Movie Reviews
Die Hard 4.0
Directed by: Len Wiseman
Genre: Action
Running time: 130 mins
3 stars
Reviewed: 28 August 2007
Master of being in the wrong place, wrong time, Jack
McCLane (Bruce Willis), just happens to be the nearest senior detective in the vicinity of a hacker the FBI wants brought in for questioning, following a hack into their high-security cyber-terrorism unit. McCLane is nearby, because in his spare time he’s taken to stalking his college-student daughter, putting the brakes on her love life by popping up in car parks at inappropriate times and embarrassing her into disowning him.
McCLane arrives to collect the hacker, Matthew Farrell (Justin Long), only to walk into a shootout, as a whole lot of bad guys try to dispatch Farrell to that great mainframe in the sky.
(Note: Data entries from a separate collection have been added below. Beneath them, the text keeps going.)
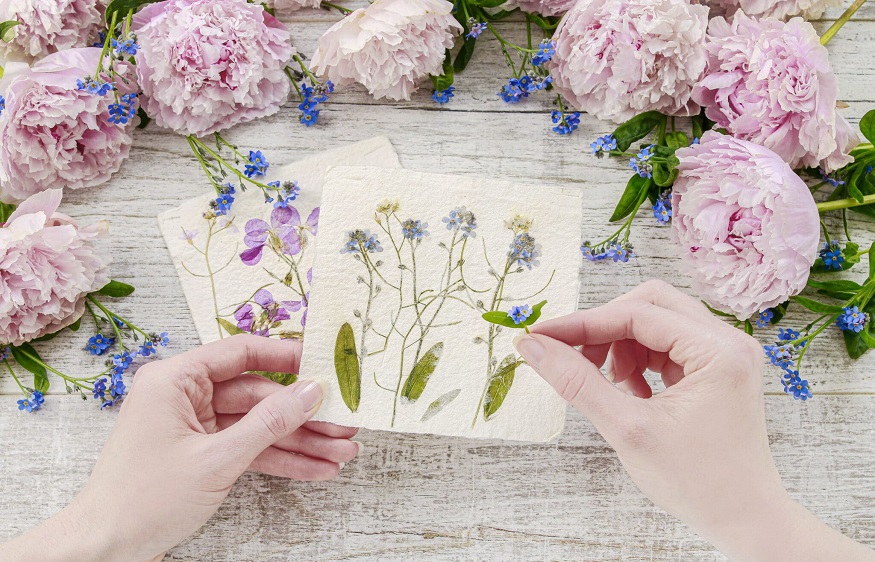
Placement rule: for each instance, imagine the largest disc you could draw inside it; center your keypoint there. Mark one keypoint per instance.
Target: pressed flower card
(418, 284)
(244, 261)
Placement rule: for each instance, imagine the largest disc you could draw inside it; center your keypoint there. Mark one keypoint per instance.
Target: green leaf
(116, 289)
(465, 53)
(867, 125)
(346, 364)
(632, 198)
(284, 379)
(499, 385)
(815, 306)
(422, 371)
(26, 356)
(445, 80)
(123, 7)
(637, 128)
(7, 30)
(230, 327)
(435, 407)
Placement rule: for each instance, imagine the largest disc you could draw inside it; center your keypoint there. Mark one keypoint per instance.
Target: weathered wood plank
(414, 496)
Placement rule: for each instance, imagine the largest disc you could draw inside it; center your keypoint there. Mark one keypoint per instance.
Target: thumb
(278, 415)
(573, 376)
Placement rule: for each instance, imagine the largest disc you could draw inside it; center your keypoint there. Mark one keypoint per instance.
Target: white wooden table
(417, 497)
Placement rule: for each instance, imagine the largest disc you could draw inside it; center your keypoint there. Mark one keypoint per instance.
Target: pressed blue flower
(289, 193)
(147, 349)
(546, 50)
(99, 390)
(358, 240)
(414, 229)
(257, 165)
(641, 163)
(443, 96)
(520, 314)
(832, 255)
(788, 335)
(852, 320)
(765, 318)
(126, 47)
(222, 203)
(602, 145)
(461, 219)
(798, 387)
(524, 251)
(476, 29)
(566, 123)
(98, 344)
(662, 208)
(95, 86)
(32, 403)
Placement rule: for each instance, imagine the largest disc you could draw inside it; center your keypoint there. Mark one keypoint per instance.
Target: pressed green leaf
(632, 198)
(116, 289)
(346, 364)
(26, 356)
(230, 327)
(422, 371)
(867, 125)
(499, 385)
(123, 7)
(637, 128)
(435, 407)
(816, 306)
(7, 30)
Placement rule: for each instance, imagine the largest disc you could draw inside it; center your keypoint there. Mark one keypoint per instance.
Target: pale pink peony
(543, 7)
(388, 47)
(771, 83)
(49, 26)
(781, 9)
(54, 135)
(618, 58)
(206, 65)
(289, 6)
(746, 225)
(47, 267)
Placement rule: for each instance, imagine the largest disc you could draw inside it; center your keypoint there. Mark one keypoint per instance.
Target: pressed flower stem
(839, 204)
(843, 19)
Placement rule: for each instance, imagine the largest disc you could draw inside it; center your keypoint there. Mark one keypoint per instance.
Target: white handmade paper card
(249, 270)
(407, 263)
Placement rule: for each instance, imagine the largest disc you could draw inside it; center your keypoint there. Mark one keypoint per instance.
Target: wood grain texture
(428, 497)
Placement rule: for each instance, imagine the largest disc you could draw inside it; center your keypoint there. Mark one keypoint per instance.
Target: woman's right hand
(699, 449)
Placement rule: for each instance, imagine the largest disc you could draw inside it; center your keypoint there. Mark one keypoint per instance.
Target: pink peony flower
(771, 83)
(49, 26)
(617, 58)
(206, 65)
(543, 7)
(746, 225)
(54, 135)
(388, 47)
(780, 9)
(289, 6)
(47, 267)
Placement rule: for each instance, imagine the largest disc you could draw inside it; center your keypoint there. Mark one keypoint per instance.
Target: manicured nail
(309, 393)
(530, 348)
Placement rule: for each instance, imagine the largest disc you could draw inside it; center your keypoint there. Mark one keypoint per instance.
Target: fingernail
(309, 393)
(531, 349)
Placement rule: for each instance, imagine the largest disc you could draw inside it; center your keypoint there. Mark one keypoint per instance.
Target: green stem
(843, 19)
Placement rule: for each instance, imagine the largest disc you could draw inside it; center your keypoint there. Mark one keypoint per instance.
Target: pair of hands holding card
(193, 424)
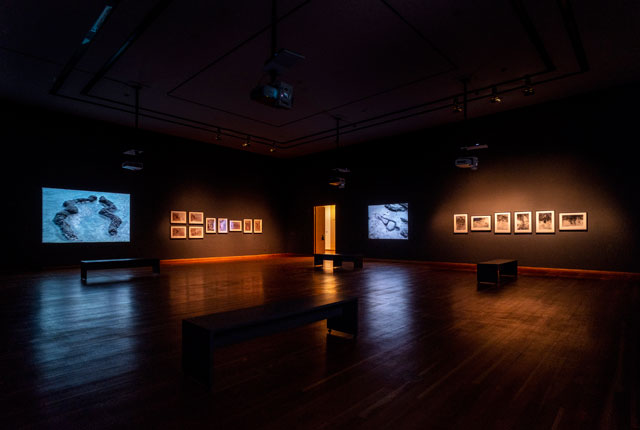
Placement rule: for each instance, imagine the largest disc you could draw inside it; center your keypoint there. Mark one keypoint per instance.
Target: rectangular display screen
(72, 216)
(390, 221)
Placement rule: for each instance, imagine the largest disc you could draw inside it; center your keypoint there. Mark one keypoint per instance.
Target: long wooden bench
(493, 271)
(338, 259)
(119, 263)
(203, 334)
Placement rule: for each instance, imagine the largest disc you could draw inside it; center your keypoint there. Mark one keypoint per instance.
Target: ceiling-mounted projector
(467, 163)
(277, 94)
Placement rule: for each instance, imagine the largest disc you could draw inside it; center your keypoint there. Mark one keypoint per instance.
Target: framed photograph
(502, 222)
(545, 222)
(522, 222)
(572, 221)
(178, 231)
(460, 223)
(178, 217)
(196, 217)
(210, 225)
(480, 222)
(196, 232)
(223, 225)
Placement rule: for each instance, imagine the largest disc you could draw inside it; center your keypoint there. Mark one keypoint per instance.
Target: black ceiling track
(398, 115)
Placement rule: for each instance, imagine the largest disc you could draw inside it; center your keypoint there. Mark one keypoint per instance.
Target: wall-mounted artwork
(178, 217)
(572, 221)
(210, 225)
(460, 223)
(196, 217)
(178, 232)
(73, 216)
(502, 222)
(522, 222)
(480, 222)
(223, 225)
(196, 232)
(257, 226)
(390, 221)
(545, 222)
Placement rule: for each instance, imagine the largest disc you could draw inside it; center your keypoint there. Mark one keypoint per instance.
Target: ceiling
(373, 68)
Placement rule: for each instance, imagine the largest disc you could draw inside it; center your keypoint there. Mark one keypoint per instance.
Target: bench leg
(348, 321)
(197, 353)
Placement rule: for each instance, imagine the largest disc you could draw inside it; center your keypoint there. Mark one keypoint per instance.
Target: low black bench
(120, 263)
(338, 259)
(201, 335)
(493, 271)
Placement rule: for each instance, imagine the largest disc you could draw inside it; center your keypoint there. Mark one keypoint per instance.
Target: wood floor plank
(432, 352)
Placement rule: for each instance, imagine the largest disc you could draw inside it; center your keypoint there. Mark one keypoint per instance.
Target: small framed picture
(196, 217)
(178, 217)
(502, 222)
(480, 222)
(572, 221)
(223, 225)
(545, 222)
(178, 232)
(522, 222)
(196, 232)
(460, 223)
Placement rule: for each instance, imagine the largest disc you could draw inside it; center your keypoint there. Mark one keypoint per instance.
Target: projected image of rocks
(390, 221)
(70, 216)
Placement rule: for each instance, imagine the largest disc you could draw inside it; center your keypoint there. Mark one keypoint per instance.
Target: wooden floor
(432, 353)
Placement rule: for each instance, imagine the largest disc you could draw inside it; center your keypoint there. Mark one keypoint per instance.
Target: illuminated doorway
(324, 238)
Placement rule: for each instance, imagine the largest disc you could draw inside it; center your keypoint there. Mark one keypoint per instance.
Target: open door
(324, 233)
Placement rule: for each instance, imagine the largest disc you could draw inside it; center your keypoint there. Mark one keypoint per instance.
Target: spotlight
(495, 98)
(457, 107)
(528, 89)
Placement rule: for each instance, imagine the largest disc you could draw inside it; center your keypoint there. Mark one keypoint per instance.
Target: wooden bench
(493, 271)
(202, 334)
(120, 263)
(338, 259)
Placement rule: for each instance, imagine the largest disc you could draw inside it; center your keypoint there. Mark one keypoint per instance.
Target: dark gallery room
(332, 214)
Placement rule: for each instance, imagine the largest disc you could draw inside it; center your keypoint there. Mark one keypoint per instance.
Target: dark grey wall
(44, 149)
(574, 155)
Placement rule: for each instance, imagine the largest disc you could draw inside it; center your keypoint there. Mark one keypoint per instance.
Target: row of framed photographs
(522, 222)
(216, 225)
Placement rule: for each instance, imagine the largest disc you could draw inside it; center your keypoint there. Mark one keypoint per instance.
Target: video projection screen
(72, 216)
(390, 221)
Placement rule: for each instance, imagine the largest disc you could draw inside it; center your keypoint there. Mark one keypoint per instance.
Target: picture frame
(196, 217)
(545, 222)
(210, 225)
(223, 225)
(522, 222)
(572, 221)
(178, 231)
(502, 222)
(460, 223)
(196, 232)
(178, 217)
(480, 222)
So of course, our hero steps in, saves Farrell and heads to Washington with his young charge in tow, amid a backdrop of ever-increasing technology malfunctions, perpetrated by suave uber-baddie, Thomas Gabriel (Timothy Olyphant). Deep down, Gabriel’s not really a bad guy, it turns out, despite his psychopathic willingness to murder every minion he no longer has a use for. He’s doing this to prove that the US’s entire computer infrastructure is vulnerable, and helping himself to a few squillion dollars in the process, as compensation for his trouble.
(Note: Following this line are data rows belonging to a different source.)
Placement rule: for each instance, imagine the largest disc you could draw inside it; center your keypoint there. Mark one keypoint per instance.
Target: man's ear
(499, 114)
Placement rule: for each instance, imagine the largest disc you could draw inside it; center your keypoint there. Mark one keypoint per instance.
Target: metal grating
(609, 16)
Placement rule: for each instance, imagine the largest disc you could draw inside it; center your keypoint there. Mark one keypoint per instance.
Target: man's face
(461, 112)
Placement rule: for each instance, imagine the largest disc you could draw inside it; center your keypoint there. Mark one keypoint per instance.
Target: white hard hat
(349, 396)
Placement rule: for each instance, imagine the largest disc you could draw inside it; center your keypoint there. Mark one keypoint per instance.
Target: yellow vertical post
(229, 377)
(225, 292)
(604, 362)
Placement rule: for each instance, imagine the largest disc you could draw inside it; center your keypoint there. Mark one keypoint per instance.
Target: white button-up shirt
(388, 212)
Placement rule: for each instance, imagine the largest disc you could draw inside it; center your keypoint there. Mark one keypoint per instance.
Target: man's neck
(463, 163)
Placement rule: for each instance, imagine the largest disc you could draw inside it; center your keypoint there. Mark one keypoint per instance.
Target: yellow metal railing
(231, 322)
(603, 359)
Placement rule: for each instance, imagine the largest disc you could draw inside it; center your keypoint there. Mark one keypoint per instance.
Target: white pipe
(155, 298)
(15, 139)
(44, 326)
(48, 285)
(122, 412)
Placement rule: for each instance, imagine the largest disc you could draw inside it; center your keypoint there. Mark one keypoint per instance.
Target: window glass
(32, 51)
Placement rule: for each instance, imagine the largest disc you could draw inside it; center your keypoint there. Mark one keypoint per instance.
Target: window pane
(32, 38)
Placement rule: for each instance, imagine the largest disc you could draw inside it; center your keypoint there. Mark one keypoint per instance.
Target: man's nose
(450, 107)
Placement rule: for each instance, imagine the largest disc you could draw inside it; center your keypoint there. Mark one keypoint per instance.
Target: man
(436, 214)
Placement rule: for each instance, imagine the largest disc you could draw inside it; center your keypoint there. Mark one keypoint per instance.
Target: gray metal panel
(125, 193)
The Die Hard movies made their name with a tough hero who lets nothing get in the way of saving his family. His daughter Lucy (May Elizabeth Winstead), is the family member in peril this time around, when Gabriel kidnaps her, in order to force McClane to back off. And as per the formula, nothing gets in McClane’s way — not even the laws of physics — on his shoot-em-up, blow-em-up, car-crashing, truck-destroying, freeway-mangling way to saving the world.
The stunts in this film are spectacular to the point of absurdity. The plot is really there just give the special effects guys something to hang their stunts on. The bad guy, is, like all Die Hard baddies, ruthless and rather cute in homicidal maniac sort of way. The addition to Mac-commercial hero Long as Farrell (typecasting much?) adds a cutie for the next generation to relate to, and everybody is going to make bucket loads of cash from a tried and true formula.
Die Hard 4.0 is a bit of a guilty pleasure and requires nothing more of the audience than they sit back and enjoy the ride.